Faire des déchets des ressources est un concept de base de l’économie circulaire. Certaines entreprises réfléchissent ainsi à une possible réutilisation de leurs propres produits et sous-produits. Les plus belles réussites en ce domaine se trouvent néanmoins dans des associations d’acteurs parfois surprenants, comme des salons de coiffure qui endiguent les marées noires ou une entreprise de moquettes qui récupère des filets de pêche. Tour d’horizon de Christian de Boisredon, fondateur de Sparknews.

© Kalundborg Symbiosis Center

Il n’y a pas de déchets, que des ressources en attente d’être revalorisées : voici le credo de l’économie circulaire. Certaines entreprises réfléchissent ainsi à une possible réutilisation de leurs produits usés ainsi que celles de leurs sous-produits, comme Interface. Cette entreprise peu connue du grand public est pourtant le plus grand fabricant de moquettes modulaires au monde avec un chiffre d’affaire net d’1,2 milliard de dollars en 2018. Cette entreprise multinationale se distingue également par son engagement d’éliminer tout impact négatif de l’entreprise sur l’environnement d’ici 2020, la promesse Mission Zero® formulée dès 1994.

 

Pour cela, l’entreprise a développé au cours des vingt dernières années un programme complet de récupération et de recyclage de ses moquettes, créant un support de moquette avec 98% de contenu recyclé ou à base biologique (GlasBacRE®). En 2019, environ 60 % des matériaux utilisés dans les moquettes Interface proviennent ainsi de matériaux recyclés ou biosourcés.  Depuis 1995, l’entreprise a évité la mise en décharge d’environ 136 millions de kilogrammes de moquette et réduit ses déchets de 92% sur l’ensemble de ses activités.

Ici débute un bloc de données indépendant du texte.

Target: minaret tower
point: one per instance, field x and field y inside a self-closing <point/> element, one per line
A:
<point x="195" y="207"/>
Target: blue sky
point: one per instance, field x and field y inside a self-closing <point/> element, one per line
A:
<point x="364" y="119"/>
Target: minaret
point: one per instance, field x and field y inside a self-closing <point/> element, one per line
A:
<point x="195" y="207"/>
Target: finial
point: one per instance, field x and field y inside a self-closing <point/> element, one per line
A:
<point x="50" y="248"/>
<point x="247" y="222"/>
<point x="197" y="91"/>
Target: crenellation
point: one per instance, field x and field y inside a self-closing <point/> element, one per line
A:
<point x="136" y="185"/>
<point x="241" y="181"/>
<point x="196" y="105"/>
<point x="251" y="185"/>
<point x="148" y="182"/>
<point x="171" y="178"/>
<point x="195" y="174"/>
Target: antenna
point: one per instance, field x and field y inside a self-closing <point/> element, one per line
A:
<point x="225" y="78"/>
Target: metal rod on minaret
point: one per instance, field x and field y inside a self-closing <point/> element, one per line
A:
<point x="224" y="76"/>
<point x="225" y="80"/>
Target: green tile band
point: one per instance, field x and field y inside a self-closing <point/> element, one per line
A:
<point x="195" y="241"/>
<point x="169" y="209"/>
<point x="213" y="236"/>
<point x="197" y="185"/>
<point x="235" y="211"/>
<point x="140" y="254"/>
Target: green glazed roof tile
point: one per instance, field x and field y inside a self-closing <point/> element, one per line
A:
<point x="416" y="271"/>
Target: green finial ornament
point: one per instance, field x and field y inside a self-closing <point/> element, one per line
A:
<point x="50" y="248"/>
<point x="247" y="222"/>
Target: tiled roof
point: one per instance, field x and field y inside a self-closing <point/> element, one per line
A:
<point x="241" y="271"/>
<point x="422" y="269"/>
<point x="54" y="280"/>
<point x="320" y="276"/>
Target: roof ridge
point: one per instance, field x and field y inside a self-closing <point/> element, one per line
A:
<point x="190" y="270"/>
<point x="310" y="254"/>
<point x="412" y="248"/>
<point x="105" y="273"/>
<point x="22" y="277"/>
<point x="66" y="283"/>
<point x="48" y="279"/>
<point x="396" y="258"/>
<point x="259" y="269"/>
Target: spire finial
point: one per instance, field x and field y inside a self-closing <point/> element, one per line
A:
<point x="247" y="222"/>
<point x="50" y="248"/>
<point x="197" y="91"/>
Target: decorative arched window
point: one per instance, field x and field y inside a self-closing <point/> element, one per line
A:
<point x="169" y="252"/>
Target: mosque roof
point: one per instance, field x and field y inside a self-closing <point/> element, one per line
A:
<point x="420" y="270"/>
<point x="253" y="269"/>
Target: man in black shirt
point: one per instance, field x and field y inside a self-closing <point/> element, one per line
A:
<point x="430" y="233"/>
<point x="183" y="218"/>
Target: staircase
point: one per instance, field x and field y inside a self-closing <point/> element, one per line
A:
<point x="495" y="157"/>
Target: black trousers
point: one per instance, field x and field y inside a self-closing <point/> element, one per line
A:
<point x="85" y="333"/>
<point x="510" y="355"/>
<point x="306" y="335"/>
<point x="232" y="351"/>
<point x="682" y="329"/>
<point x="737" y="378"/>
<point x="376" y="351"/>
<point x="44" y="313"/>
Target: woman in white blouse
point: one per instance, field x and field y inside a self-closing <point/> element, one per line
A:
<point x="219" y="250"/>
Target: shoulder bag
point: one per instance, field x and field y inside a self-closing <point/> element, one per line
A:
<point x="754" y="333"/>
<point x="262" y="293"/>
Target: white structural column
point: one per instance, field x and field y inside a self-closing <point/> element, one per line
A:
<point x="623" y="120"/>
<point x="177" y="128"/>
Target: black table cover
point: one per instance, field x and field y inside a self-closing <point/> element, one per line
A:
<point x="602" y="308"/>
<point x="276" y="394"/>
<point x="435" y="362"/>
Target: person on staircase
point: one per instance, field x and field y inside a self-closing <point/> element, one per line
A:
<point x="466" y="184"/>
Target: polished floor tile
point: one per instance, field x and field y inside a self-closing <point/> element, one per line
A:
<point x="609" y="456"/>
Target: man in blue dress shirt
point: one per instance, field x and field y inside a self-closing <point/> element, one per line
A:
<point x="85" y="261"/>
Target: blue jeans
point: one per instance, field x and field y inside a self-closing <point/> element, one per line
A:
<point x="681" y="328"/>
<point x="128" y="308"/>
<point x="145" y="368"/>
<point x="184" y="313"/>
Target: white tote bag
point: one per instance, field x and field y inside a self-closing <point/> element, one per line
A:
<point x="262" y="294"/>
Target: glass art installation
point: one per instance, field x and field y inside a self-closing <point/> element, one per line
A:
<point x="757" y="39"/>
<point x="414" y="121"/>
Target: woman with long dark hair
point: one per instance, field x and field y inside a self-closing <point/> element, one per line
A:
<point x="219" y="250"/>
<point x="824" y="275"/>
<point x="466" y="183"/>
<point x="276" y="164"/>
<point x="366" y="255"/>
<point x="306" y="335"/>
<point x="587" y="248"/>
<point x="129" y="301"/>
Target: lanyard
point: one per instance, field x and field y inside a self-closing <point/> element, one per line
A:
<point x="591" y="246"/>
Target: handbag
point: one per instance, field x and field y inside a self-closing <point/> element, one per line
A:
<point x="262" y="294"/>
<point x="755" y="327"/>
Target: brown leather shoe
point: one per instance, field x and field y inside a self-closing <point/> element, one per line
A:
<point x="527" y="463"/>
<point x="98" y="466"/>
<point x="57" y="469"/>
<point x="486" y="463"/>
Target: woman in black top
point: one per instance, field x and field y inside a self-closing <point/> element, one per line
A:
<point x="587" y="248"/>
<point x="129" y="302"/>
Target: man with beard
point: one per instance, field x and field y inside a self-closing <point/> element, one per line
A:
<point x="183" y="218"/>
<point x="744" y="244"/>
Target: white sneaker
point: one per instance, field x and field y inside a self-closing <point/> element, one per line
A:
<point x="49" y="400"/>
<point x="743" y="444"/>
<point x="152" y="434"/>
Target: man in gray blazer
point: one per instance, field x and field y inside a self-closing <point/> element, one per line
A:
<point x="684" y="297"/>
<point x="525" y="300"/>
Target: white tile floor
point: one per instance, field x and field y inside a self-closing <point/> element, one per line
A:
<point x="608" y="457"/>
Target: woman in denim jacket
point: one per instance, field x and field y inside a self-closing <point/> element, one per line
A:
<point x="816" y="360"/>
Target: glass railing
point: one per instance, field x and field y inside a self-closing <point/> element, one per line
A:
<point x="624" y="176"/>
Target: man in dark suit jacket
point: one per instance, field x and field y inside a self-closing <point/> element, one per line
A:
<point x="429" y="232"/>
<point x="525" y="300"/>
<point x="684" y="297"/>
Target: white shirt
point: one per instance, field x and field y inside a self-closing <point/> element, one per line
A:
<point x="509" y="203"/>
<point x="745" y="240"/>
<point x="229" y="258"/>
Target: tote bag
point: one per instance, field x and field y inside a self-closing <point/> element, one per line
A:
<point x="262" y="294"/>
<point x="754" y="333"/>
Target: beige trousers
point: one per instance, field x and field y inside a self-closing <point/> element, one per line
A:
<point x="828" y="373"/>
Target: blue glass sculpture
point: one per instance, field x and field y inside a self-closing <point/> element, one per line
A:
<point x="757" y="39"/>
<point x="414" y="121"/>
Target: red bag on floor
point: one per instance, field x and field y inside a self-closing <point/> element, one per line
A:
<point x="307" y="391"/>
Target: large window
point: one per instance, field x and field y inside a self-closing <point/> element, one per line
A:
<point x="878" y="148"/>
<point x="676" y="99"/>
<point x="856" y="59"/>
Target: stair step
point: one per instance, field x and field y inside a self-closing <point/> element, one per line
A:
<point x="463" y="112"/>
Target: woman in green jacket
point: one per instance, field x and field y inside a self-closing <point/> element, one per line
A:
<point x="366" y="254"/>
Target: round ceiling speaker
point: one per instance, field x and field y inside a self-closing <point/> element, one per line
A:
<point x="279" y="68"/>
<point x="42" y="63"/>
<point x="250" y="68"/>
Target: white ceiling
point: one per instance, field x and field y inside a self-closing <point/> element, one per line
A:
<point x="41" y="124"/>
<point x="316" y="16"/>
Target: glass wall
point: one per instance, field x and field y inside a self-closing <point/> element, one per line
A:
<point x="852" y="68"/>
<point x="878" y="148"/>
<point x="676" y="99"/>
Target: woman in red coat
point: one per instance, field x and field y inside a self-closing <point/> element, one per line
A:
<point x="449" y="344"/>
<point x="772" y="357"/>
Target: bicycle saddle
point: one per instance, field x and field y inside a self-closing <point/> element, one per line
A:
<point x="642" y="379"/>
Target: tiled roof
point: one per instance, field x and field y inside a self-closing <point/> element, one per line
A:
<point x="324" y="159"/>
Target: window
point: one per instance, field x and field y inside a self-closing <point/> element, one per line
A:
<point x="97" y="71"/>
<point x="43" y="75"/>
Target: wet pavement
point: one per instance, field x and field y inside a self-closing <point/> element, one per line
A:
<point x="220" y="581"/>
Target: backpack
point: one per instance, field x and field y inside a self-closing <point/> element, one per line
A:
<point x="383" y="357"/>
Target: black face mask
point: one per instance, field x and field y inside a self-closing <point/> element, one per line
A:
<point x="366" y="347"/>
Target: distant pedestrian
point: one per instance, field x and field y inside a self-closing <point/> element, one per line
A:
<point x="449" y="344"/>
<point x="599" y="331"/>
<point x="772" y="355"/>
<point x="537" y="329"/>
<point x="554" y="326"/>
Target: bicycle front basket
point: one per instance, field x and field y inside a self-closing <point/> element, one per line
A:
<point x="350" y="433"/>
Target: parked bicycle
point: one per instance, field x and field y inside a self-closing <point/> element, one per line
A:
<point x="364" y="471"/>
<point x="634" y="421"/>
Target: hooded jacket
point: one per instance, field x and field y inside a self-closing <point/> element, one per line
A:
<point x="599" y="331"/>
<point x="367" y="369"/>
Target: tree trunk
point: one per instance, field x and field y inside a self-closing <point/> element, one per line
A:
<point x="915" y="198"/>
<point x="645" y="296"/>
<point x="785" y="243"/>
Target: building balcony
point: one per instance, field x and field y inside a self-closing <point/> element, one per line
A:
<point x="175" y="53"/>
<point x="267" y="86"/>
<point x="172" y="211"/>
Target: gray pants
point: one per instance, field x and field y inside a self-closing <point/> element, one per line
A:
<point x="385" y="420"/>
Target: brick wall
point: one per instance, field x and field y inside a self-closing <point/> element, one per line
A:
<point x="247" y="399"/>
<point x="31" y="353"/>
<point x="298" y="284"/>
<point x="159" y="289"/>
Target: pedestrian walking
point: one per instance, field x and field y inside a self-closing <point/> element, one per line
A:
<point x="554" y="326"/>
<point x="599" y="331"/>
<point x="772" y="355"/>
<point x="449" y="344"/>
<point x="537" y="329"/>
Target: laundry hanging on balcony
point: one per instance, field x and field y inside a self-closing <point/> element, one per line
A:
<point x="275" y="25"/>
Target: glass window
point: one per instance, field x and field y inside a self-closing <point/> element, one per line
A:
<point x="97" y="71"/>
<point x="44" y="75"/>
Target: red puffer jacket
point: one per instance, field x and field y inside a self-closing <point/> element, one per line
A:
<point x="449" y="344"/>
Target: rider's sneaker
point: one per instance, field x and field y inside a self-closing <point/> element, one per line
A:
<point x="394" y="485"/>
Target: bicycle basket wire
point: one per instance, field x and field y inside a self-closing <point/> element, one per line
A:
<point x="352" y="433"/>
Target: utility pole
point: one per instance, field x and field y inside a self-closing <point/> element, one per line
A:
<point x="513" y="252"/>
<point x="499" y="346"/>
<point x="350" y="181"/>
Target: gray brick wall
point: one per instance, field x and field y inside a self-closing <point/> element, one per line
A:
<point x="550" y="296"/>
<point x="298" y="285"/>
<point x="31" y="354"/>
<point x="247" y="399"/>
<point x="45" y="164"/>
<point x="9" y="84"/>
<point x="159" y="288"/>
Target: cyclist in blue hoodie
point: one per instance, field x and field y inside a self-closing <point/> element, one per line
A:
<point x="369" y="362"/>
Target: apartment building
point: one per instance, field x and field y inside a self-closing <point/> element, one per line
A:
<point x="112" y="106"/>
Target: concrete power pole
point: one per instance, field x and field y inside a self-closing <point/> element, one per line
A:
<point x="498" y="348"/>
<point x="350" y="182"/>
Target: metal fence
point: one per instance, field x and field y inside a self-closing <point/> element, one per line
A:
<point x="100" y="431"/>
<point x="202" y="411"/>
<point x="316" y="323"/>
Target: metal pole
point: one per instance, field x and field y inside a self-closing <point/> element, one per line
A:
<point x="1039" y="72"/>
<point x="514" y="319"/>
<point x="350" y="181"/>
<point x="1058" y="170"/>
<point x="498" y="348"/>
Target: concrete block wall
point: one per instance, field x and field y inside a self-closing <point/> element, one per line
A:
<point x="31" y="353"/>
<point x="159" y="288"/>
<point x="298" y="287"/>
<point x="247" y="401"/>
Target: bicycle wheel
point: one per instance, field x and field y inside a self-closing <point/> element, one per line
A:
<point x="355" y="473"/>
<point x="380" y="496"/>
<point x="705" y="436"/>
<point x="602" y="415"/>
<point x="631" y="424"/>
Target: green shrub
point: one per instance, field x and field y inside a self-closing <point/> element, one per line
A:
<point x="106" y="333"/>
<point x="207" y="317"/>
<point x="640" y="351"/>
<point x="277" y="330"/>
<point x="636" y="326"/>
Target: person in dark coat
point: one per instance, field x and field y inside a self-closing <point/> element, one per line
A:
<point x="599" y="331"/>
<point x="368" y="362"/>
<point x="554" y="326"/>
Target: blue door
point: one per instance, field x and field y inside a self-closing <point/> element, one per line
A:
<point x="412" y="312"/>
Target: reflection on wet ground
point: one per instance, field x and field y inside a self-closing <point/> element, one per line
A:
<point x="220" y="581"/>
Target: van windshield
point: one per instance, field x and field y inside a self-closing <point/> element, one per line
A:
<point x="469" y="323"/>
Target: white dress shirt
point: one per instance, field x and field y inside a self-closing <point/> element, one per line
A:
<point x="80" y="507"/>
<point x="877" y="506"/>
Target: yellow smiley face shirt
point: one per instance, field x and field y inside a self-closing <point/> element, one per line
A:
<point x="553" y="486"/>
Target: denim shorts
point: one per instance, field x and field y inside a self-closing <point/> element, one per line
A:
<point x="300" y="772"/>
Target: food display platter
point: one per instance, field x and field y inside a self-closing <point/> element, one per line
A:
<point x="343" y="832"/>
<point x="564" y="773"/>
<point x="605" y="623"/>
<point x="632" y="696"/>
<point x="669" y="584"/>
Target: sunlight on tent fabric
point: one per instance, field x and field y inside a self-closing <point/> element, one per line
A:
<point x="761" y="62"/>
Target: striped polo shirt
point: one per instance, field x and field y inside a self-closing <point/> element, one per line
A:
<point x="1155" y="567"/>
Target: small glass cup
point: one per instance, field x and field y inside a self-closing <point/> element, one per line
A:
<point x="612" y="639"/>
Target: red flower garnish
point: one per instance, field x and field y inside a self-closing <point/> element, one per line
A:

Un habitant de Danajon aux Philippines collecte de filets de pêche abandonnés sur la côte © Net-Works

Les plus belles réussites en ce domaine se trouvent dans la collaboration. Interface a développé avec la Zoological Society of London (ZSL) un programme pour recycler les filets de pêche abandonnés pour en faire des moquettes. Pour produire ces moquettes Net-Works, l’entreprise Interface a réfléchi avec un consortium d’organisations à la meilleure réutilisation de ces filets de pêche qui étaient autrefois un déchet terriblement meurtrier pour la faune marine. Ce consortium a inclus l’ONG ZSL ainsi que l’organisation locale de protection de l’environnement et des communautés Project Seahorse, l’organisme microfinancier Negros Women for Tomorrow Foundation et l’entreprise spécialisée dans le nylon recyclé Aquafil.

 

C’est grâce à la collaboration de l’ensemble de ces acteurs que le projet lancé sur la côte de Danajon, aux Philippines a prouvé ses résultats et a été depuis répliqué au Cameroun. A ce jour, 224 tonnes de filets de pêche ont ainsi été récupérés par des habitants des villages côtiers et transformés en matières premières pour les produits Interface et 2 200 familles ont rejoint le système de microfinance basé sur la collecte.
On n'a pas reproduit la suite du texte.